A Clumsy Volley

HIGH The match dynamics.

LOW Trick shots.

WTF That live action dub.

The arcade sports genre has been in decline since Super Mario Strikers — or if I’m being churlish, SEGA Soccer Slam. Simplicity seems hard to apply as games have got bigger. Sports devs have focused on simulation or split off into indie projects — ‘Boomshakalaka’ seems hard to find now.

Enter Street Power Football — a joint by SFL Interactive and Gamajun, based on the real-life sport of Street (freestyle) football. “Soccer”, to you Americans.

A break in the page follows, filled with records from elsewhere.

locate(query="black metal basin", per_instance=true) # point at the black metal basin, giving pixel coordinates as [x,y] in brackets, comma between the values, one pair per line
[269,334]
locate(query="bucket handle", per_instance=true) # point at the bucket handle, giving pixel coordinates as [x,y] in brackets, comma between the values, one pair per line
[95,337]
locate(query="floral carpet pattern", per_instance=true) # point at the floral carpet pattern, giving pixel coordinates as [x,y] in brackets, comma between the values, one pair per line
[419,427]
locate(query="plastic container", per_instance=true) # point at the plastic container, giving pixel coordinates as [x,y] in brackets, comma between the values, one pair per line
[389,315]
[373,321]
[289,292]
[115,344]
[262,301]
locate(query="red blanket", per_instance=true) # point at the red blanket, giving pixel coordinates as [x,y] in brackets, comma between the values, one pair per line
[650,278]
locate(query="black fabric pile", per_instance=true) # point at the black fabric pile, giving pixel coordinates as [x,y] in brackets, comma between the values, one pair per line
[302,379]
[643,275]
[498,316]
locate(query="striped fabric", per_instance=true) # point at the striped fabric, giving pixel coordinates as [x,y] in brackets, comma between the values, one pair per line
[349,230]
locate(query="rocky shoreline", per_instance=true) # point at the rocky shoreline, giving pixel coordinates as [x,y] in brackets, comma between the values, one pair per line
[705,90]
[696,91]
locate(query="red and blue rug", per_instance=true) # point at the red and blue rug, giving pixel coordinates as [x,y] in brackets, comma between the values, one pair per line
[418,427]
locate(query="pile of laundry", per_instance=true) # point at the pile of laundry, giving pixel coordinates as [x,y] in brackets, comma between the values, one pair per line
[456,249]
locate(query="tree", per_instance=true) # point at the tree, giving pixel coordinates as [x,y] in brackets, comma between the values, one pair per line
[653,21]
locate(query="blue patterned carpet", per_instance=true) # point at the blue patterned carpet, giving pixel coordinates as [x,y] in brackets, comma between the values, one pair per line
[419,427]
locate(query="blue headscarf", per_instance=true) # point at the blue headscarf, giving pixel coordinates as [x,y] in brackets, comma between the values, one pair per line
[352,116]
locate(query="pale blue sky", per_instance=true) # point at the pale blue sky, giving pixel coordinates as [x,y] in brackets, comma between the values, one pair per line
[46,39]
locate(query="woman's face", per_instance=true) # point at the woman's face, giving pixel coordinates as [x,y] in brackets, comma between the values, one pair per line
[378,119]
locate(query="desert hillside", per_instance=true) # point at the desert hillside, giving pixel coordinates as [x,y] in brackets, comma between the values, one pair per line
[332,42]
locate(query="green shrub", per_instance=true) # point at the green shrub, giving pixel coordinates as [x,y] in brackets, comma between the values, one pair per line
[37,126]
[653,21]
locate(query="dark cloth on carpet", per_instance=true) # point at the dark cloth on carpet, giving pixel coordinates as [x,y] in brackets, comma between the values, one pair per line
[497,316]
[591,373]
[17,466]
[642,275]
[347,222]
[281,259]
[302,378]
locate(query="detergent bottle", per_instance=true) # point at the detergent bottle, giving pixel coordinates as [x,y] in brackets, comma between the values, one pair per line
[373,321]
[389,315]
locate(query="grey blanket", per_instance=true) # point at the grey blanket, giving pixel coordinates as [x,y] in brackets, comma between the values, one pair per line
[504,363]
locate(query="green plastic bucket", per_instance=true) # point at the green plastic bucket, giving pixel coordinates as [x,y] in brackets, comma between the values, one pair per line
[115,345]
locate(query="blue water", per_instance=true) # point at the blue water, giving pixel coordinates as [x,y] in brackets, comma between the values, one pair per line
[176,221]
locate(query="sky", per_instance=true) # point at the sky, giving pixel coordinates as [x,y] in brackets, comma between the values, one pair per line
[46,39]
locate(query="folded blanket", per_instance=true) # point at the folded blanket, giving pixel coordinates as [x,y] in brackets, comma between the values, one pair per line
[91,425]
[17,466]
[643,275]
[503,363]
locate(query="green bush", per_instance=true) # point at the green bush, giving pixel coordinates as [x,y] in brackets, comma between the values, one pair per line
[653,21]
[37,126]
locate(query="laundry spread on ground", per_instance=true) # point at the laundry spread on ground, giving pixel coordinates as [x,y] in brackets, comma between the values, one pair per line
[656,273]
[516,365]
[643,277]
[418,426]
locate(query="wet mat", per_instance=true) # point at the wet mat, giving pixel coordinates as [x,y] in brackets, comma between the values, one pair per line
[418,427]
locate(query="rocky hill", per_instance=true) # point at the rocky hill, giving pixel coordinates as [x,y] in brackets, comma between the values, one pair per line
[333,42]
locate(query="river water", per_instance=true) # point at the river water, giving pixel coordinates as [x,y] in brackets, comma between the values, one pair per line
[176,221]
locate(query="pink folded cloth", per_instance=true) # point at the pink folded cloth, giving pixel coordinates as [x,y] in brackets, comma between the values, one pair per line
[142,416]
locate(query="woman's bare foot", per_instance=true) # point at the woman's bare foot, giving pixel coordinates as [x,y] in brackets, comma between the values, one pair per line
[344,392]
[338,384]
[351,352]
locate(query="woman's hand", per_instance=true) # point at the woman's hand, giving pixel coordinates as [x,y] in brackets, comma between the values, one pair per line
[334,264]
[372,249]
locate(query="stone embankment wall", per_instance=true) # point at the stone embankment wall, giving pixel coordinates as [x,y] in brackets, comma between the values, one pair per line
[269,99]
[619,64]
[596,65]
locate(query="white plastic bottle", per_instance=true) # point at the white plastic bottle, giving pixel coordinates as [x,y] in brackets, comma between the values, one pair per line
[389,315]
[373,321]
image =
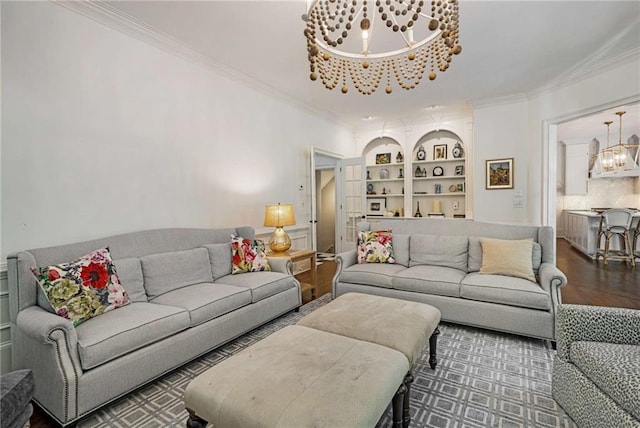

SPF is played mainly in third person and offers a variety of different disciplines – a QTE-based dance mode, a Trick Shot mode that plays like billiards, a Panna Cage battle mode that’s about controlling the ball and scoring points through goals and QTE-offs, Elimination mode where there’s ten seconds to score a goal, and finally, more traditional 2 vs 2 or 3 vs 3 matches.

Most of this is introduced through the single-player campaign under the premise that they’re is a brand-new street-level player who’s come under the guidance of one of the sport’s superstars. Players begin and then are required to move through different cities while proving themselves in each discipline. The mechanics are introduced gradually through tutorializing pass-then-shoot moves, supers (yes there are specials), and things like curve shots.

The campaign made me think about new strategies by introducing challenges – use specials, use trigger super shots, and so on — to complete alongside the main objectives. Unfortunately, like a chain, SPF is only as strong as its weakest discipline.

The Trick Shot mode (where the player is required to hit soccer balls at targets in a 3D environment) is fiddly and hard to predict, and the camera options it offers to aid these shots are less helpful than the standard camera angle. Worse, early challenges require the player to curve shots at targets, but the curve shot is a microcosm of the mode’s awkward, unpredictable controls with results that are wildly varied when shot from almost identical angles.

The rest of Street Power Football is incredibly entertaining, and it’s clear that a lot of care put into the animations. A personal favorite is when a player has a clear shot on goal and no one near them to stop them — the character will get down into a plank and push the ball in with the side of their head.

Less fulfilling is the local multiplayer. There are a number of one-off events that can be played cooperatively or competitively. They’re good diversions the first few times, but the 2 vs 2 and 3 vs 3 are begging for a tournament or league mode that would give the content more legs — it’s a glaring omission filled by pretty much every sports game that’s come before. On top of this, the camera isn’t suited for handling extra players and often fails to properly show the action for all involved.

Street Power Football is a good start at recreating an arcadey style of sports that hasn’t been common for a while, but this package needs further polish and a little more depth.  

Rating: 6.5 out of 10

Disclosures: This game is developed by SFL Interactive and published by Maximum Games. It is currently available on PS4, Switch, PC and XBO. This copy of the game was obtained via publisher and reviewed on the XBO-X. Approximately 7 hours of play were devoted to the single-player mode, and the game was completed3 hours of play were spent in multiplayer modes.

Parents: According to the ESRB, this game is rated E and contains Users Interact and In-Game Purchases. This is about football and only about football — there’s nothing worrying here.

Colorblind Modes: There are no colorblind modes available in the options.

Deaf & Hard of Hearing Gamers: The game is fully playable without sound. The text cannot be resized, nor can the color be changed.

Remappable Controls: No, this game’s controls are not remappable, including the Y axis.